Mais, que signifie concrètement cette communion ? Nous pouvons nous inspirer des Pères de l’Église. Ce sont en même temps de brillants intellectuels, de grands pasteurs et des hommes de foi. Beaucoup s’inspirent du discours ecclésiastique de Jésus en Mt 18 pour proposer six exigences fondamentales pour vivre concrètement la communion et la mission en Église Famille de Dieu : simplicité et service (Mt 18, 1-4), entraide à la conversion (Mt 18, 5-11), souci des autres (Mt 18, 12-14), correction fraternelle (Mt 18, 15-17), prière communautaire (Mt 18, 19-20), et pardon (Mt 18, 21-35).
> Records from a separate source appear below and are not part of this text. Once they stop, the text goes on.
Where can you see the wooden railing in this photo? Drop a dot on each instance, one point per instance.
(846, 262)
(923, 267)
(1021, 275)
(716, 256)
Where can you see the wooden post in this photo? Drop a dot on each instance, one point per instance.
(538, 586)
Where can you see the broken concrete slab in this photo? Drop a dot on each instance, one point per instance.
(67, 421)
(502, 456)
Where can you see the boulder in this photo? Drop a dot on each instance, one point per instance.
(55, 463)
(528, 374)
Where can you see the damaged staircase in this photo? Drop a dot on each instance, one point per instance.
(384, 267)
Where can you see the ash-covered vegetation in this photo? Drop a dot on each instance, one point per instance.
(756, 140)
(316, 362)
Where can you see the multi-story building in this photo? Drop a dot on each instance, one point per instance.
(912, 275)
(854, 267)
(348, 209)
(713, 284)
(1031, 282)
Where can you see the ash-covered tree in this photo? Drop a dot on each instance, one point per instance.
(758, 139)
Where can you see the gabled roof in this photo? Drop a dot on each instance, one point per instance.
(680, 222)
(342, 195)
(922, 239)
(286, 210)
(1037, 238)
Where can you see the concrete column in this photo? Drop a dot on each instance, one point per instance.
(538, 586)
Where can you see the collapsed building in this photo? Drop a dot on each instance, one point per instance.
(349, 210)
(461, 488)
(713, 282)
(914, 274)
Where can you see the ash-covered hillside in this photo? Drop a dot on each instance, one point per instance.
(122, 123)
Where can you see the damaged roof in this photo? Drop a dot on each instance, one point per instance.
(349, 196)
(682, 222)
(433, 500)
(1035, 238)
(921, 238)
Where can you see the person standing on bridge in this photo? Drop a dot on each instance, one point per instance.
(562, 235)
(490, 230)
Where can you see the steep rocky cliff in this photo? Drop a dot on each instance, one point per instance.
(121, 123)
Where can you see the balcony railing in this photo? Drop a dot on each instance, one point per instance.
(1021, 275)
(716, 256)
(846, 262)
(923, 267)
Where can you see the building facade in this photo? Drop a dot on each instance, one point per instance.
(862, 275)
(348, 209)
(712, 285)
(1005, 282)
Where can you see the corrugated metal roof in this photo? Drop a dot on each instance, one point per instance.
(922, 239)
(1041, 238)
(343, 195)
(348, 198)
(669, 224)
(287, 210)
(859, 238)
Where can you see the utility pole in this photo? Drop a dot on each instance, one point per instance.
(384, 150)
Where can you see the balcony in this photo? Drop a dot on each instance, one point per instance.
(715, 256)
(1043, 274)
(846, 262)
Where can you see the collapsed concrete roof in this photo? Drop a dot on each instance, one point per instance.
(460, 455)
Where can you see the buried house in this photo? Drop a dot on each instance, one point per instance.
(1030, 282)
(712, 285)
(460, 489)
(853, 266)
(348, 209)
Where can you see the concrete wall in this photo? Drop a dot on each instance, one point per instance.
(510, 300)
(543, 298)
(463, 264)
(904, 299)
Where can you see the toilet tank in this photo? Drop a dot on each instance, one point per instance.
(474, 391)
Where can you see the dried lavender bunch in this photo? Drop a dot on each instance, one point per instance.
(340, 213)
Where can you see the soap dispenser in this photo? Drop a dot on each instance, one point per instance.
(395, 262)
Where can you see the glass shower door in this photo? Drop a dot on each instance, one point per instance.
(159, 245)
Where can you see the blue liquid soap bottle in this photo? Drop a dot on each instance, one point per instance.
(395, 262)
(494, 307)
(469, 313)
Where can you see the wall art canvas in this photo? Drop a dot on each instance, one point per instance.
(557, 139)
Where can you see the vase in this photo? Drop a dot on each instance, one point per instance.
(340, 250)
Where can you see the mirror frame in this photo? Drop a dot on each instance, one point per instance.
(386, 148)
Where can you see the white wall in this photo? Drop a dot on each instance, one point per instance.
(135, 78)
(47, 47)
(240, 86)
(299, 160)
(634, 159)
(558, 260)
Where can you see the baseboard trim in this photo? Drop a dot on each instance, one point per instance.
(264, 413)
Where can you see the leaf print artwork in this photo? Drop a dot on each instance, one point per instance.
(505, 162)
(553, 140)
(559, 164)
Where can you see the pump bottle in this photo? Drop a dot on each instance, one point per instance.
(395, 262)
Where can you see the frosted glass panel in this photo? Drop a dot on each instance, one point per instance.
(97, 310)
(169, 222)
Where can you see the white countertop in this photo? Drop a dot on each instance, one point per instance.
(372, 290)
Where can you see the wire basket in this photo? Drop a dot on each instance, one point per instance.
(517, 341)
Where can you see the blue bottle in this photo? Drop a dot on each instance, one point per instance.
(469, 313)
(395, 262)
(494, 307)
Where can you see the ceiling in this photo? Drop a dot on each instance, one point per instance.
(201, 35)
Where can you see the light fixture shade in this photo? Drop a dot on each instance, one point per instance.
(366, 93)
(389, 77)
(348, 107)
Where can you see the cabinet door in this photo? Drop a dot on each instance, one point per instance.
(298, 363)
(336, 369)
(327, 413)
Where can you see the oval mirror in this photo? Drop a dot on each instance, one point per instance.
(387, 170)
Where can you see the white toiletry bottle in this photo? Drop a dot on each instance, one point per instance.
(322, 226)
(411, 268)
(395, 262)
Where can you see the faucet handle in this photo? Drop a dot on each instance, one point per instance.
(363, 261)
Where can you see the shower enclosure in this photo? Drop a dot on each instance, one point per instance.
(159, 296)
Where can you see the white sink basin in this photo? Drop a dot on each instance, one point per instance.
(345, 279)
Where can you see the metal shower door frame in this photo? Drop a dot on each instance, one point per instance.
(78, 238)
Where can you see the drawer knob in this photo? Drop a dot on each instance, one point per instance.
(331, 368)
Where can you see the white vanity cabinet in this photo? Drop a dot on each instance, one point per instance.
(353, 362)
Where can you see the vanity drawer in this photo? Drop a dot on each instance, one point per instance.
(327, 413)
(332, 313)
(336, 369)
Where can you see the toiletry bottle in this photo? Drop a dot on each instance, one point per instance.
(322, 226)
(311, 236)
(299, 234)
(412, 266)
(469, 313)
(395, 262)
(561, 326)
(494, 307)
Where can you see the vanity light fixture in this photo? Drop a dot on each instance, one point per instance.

P. Paulin Poucouta, prêtre du diocèse de Pointe-Noire au Congo, enseignant à l’Université Catholique d’Afrique Centrale à Yaoundé, docteur en théologie biblique de l’Institut Catholique de Paris, docteur en histoire des Religions de la Sorbonne (Paris IV).

 

1. Benoît XVI, Message pour la Journée mondiale de la Paix 2008, DC 2393 (2008), p. 3.

2. Cf. Francis Appiah-Kubi, L’Eglise famille de Dieu, Paris, Karthala, 2008.